Hi again,
As promised, a little more information about the inner working of duplicate checking, hoping this will make it clear why sometimes groups or references are greyed out unexpectedly.
When “get new duplicates” is clicked, the grouping algorithm evaluates (and quantifies) the differences between all evaluated references. It then groups them together, choosing the groups in the way that minimises the differences within each group. In this phase, the “Master Item” is chosen, selecting the group member that has the minimum overall difference with all the other group members. In this way the automatically selected master is the one that has the highest chance of being a legitimate representative of the group.

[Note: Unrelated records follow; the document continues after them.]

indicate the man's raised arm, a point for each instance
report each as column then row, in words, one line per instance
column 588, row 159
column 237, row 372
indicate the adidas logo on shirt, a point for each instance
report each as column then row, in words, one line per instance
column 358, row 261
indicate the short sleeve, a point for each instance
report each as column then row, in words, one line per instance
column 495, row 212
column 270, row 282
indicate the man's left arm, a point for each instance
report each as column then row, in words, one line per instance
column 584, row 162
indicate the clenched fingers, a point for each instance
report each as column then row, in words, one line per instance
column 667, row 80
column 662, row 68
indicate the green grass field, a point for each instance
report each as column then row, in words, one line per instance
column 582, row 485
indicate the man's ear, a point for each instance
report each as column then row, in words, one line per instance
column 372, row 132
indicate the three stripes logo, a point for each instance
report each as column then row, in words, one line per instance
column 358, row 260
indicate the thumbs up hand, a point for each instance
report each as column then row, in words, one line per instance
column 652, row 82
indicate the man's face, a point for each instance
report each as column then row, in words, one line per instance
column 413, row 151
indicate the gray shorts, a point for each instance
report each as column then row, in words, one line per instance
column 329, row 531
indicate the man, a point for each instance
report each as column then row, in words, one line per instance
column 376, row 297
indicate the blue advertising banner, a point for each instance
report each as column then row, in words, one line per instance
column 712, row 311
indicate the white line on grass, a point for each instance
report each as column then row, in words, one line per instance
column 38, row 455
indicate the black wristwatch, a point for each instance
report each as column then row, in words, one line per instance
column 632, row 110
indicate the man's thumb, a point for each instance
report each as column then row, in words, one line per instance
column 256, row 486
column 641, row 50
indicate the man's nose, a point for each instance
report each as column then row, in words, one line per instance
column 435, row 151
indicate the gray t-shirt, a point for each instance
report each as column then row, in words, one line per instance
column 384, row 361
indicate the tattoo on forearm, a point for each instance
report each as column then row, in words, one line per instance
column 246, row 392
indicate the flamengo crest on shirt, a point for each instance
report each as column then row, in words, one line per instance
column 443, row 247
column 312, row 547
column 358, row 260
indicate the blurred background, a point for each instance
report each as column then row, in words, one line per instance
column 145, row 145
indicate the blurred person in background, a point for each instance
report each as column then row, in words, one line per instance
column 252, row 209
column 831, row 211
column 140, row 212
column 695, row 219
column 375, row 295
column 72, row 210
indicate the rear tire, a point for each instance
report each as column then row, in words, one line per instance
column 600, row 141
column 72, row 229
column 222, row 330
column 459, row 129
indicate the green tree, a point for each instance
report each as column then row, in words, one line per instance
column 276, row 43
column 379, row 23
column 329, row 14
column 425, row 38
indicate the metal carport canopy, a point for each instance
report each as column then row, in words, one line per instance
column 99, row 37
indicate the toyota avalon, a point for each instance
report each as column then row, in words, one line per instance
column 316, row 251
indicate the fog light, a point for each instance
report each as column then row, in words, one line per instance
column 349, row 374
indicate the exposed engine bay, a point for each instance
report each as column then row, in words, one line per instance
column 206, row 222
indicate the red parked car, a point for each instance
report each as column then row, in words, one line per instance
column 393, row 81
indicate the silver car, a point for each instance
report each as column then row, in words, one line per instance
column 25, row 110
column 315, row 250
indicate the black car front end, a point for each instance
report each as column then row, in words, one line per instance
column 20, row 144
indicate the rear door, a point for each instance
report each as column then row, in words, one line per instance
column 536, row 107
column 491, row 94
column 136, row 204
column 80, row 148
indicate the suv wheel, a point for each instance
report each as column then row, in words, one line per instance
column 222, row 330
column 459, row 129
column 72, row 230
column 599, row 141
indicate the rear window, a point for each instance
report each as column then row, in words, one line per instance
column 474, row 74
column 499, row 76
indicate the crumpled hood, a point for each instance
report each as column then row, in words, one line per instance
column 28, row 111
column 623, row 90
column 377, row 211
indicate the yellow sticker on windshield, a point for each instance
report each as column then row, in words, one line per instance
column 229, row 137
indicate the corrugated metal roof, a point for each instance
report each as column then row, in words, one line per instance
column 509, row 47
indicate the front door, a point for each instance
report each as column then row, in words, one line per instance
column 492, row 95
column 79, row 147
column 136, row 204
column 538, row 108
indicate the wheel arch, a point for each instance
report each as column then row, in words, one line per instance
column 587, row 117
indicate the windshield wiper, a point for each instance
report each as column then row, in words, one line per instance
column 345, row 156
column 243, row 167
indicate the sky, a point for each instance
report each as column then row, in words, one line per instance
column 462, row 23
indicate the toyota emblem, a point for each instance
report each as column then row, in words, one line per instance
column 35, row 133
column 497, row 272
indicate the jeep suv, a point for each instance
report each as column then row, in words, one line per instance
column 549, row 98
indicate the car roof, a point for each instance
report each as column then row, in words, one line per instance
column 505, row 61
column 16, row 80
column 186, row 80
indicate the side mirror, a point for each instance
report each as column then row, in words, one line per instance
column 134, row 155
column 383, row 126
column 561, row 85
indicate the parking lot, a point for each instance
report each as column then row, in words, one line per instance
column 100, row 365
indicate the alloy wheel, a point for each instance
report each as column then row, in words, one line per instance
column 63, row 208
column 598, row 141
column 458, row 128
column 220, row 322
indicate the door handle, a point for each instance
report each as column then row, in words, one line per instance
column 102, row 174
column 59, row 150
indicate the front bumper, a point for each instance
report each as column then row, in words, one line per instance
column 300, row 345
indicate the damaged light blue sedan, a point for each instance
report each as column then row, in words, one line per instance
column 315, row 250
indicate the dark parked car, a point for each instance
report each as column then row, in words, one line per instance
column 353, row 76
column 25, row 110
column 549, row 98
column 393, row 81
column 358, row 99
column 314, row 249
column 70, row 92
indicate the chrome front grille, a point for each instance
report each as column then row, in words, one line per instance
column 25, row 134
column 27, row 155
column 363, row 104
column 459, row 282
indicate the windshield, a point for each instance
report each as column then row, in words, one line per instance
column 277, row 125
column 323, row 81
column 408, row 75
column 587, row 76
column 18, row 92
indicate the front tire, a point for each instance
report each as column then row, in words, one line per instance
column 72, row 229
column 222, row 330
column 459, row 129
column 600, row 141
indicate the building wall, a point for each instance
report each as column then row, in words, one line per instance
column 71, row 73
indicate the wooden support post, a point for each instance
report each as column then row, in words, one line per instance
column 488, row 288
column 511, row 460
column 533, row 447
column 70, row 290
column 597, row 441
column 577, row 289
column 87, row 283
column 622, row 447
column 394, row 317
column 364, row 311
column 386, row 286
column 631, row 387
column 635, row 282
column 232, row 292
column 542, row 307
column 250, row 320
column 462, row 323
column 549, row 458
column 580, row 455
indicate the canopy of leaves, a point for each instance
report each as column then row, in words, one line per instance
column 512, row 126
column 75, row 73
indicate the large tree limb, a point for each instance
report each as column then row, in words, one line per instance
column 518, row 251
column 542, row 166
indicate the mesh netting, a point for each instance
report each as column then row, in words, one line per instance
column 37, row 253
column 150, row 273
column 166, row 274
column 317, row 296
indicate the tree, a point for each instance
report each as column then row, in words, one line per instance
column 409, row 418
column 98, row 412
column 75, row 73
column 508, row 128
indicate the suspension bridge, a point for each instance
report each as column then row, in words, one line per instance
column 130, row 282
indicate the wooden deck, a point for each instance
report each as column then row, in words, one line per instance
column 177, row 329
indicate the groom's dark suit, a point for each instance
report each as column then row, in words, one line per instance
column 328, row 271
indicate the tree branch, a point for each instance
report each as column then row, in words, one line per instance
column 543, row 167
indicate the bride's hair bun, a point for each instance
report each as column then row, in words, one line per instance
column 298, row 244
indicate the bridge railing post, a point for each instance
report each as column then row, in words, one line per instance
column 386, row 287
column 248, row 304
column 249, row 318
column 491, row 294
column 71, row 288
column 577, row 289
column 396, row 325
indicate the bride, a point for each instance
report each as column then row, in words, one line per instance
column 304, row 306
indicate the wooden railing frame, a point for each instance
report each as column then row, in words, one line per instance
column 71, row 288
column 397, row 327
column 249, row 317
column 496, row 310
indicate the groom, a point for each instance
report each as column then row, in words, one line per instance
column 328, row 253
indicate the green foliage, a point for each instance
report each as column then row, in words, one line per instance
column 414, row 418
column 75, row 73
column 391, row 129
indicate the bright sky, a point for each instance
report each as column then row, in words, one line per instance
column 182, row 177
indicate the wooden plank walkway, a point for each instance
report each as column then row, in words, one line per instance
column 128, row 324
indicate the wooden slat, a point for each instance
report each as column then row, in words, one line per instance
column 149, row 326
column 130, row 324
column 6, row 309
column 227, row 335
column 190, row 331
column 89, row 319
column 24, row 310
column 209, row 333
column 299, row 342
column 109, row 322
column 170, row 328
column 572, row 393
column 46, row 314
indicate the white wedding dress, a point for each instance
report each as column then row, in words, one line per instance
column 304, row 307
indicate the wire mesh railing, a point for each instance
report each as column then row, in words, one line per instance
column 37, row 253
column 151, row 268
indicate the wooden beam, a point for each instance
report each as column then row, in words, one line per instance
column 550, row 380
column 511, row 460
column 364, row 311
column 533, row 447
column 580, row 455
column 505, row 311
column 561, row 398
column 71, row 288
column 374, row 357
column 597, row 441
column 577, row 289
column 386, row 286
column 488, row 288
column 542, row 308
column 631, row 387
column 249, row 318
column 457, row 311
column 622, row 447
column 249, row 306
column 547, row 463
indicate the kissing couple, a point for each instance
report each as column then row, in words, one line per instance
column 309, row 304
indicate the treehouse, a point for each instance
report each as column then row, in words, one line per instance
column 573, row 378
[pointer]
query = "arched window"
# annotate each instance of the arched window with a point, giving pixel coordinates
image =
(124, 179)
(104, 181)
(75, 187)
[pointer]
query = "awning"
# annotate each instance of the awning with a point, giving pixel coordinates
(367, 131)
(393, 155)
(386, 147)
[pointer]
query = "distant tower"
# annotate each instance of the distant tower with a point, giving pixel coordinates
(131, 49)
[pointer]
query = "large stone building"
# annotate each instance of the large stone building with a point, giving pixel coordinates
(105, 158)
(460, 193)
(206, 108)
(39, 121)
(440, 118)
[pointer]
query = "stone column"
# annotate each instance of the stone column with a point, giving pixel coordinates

This approach works very well initially, but it starts to show its limits when “get new duplicates” is clicked more than once, normally after importing new items into a review. At this stage, it is necessary to match the fresh “get duplicates” results with what is already present in the database (so not to lose what marking work has already been done). The only legitimate way to do this is to compare master items; whenever they match, the system will assume that the new and old groups are the same and add any additional new group member to the existing one. If a group (or better, its master item) in the new results does not match any existing group, a new group is created, and all of its members are inserted in the database. This works perfectly for groups that are new, but doesn’t in the case the group is not new but has a new master.
Since the master is chosen automatically as the best representative of a group, and since similarity scores are provided only between the master and the other group members, when new references have been imported, and “get new duplicates” is triggered, the resulting groups might have a new master, making the corresponding old group outdated (in conceptual terms). The problem is that the old groups might have been already evaluated (automatically or manually), so disabling (and discharging) the old group doesn’t look like a wise choice. My solution was to provide two mechanisms to manually recover from these awkward situations: (a) disabling items already “marked as duplicates” and (b) providing a way to merge two groups.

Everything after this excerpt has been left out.